La matriz cultural y política que conocemos como Estado de Derecho conforma y constituye una poderosa luz que ayuda sobremanera a comprender el alcance del sistema normativo. Vaya por delante que Estado de Derecho y democracia son dos caras de la misma moneda y que cuando tratamos de proyectar el sentido del Estado de Derecho no podemos olvidar, de ninguna manera, que el gobierno del pueblo, por el pueblo y para el pueblo, y sobre todo, la soberanía del pueblo y la dignidad del ser humano, han de estar siempre presentes.
Efectivamente, el Estado de Derecho parte de un aserto fundamental: el ser humano, por el carácter absoluto que tiene su dignidad, porque es un fin y no un medio como gustaba decir a Kant, se yergue y se alza omnipotente ante cualquier intento del poder, cualquiera que sea su naturaleza, de imponer la arbitrariedad o la injusticia. Si así no fuera, el reconocimiento de los derechos fundamentales de la persona sería una quimera, un sueño o, por mejor decir, un instrumento susceptible de uso alternativo por el poder en cualquier momento.
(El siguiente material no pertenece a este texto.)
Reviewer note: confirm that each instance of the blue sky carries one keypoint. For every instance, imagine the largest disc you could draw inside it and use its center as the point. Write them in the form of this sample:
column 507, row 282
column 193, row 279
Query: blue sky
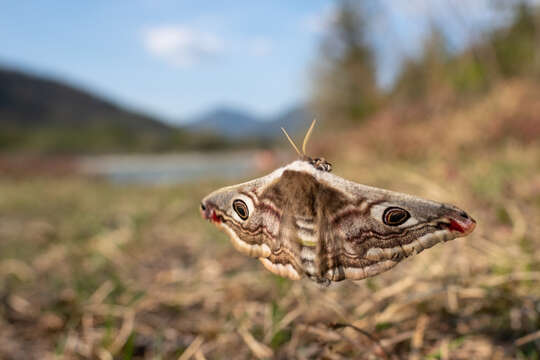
column 175, row 59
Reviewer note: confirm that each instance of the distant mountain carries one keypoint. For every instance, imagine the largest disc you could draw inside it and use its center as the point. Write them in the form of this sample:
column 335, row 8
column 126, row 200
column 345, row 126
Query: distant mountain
column 39, row 114
column 43, row 115
column 34, row 101
column 233, row 123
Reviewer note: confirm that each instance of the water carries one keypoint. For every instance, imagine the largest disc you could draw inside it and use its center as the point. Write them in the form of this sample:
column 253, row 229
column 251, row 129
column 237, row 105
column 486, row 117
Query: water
column 169, row 169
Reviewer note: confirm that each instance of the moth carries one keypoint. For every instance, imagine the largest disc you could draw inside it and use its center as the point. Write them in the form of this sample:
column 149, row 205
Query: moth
column 303, row 221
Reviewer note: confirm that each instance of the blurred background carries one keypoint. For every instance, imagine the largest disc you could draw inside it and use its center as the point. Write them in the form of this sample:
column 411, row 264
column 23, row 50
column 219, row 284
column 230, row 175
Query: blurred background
column 116, row 118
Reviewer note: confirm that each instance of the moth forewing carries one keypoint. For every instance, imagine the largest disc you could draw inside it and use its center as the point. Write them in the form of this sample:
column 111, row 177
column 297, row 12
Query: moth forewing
column 301, row 220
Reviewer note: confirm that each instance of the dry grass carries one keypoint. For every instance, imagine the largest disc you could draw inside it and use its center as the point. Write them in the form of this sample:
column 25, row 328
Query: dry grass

El Estado de Derecho, como bien sabemos, descansa sobre un trípode: el principio de juridicidad, el principio de separación de poderes y el reconocimiento de una serie de derechos que son inherentes al ser humano. Estos derechos, calificados primero como naturales y después como fundamentales, son reconocidos por el Ordenamiento porque son de titularidad del ser humano. La Constitución, o el poder político, no los crean. Los derechos humanos no son entregas de la Constitución o de los políticos a los habitantes. De ninguna manera, conforman lo más íntimo y sagrado de la condición humana y, por eso, han de ser respetados y, también, como consecuencia de la cláusula de Estado social, promovidos por los poderes públicos que deberán, igualmente, impedir la existencia de obstáculos a su despliegue y real ejercicio por los habitantes.
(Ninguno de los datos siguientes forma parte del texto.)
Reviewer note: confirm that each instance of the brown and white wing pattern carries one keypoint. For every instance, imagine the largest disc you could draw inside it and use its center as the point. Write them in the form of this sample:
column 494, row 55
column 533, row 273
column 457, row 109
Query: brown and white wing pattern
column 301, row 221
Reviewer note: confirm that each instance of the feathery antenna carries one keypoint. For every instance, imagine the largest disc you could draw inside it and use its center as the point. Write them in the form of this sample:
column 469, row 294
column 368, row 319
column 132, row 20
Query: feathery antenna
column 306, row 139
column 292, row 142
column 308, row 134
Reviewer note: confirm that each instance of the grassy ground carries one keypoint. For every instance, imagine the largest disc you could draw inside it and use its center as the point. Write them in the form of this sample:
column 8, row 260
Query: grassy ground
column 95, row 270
El principio de juridicidad, expresión en la que se integra el principio de legalidad, supone, ni más ni menos, que los actos y normas, inactividades, silencios u omisiones del poder público, sea legislativo, ejecutivo, están plena, total y absolutamente sometidos al control de la ley y del derecho. En el Estado de Derecho no hay actos o normas irrecurribles. No hay en el Estado de Derecho actos y normas del poder público irresistibles, irresponsables. Incluso en los actos llamados de gobierno en los que existe una obvia función de “dirección política” siempre se podrán controlar los actos reglados en ellos existentes, incluido entre ellos la finalidad de interés general que ha de presidir cualquier expresión normativa del poder público. Es más, el tránsito del Antiguo Régimen al Estado constitucional se produce sustituyendo la subjetividad como categoría básico de ejercicio del poder por la objetividad. Del puro arbitrio, de la pura voluntad de poder, de los “arcana imperii”, pasamos a un poder objetivo, que sólo puede operar en virtud de normas y procedimientos establecidos y que debe, en todo momento y circunstancia, expresar razones y argumentos de las decisiones que produce.
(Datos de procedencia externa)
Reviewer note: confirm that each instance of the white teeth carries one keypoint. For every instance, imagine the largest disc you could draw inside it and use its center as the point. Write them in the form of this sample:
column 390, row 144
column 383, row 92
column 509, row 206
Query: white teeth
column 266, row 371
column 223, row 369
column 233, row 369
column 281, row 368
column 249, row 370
En el Estado de Derecho, pues, la razón cobra un significado especial. Un significado especial que trae causa, desde luego, de esa magnífica definición de Ley que debemos a Tomás de Aquino en cuya virtud la norma jurídica es la ordenación de la razón por quien tiene a su cargo la comunidad de acuerdo con el bien común. Cuando la razón, junto a la justicia, son los dos valores que presiden la producción de las fuentes del Derecho, no hay problema alguno con los espacios de irresponsabilidad, irrecurribilidad o irresistibilidad. El gran problema, el gran cisma se produce cuándo Hobbes nos alerta de que lo esencial a la ley no es tanto la razón como la voluntad, como la autoridad. A partir de ahí comienza a extenderse como la pólvora una versión de la Ley y de las normas jurídicas de carácter unilateral. La Ley es un instrumento de dominación, una forma de asegurar el poder, una manera de envolver el poder de quien manda. Si a esta concepción de la Ley unimos la perspectiva profundamente inmoral de Maquiavelo, nos hallamos ante un panorama bien lamentable en el que la ley se convierte en la forma de mantener, como sea, el poder, o de conservarlo el mayor tiempo posible.
Que importante es que vuelva la razón al lugar que le corresponde en el Parlamento, en los razonamientos de los jueces y en las motivaciones del los actos del gobierno y de la administración. Claro, de una razón ética, no de esa razón que no es más que la justificación de lo injustificable.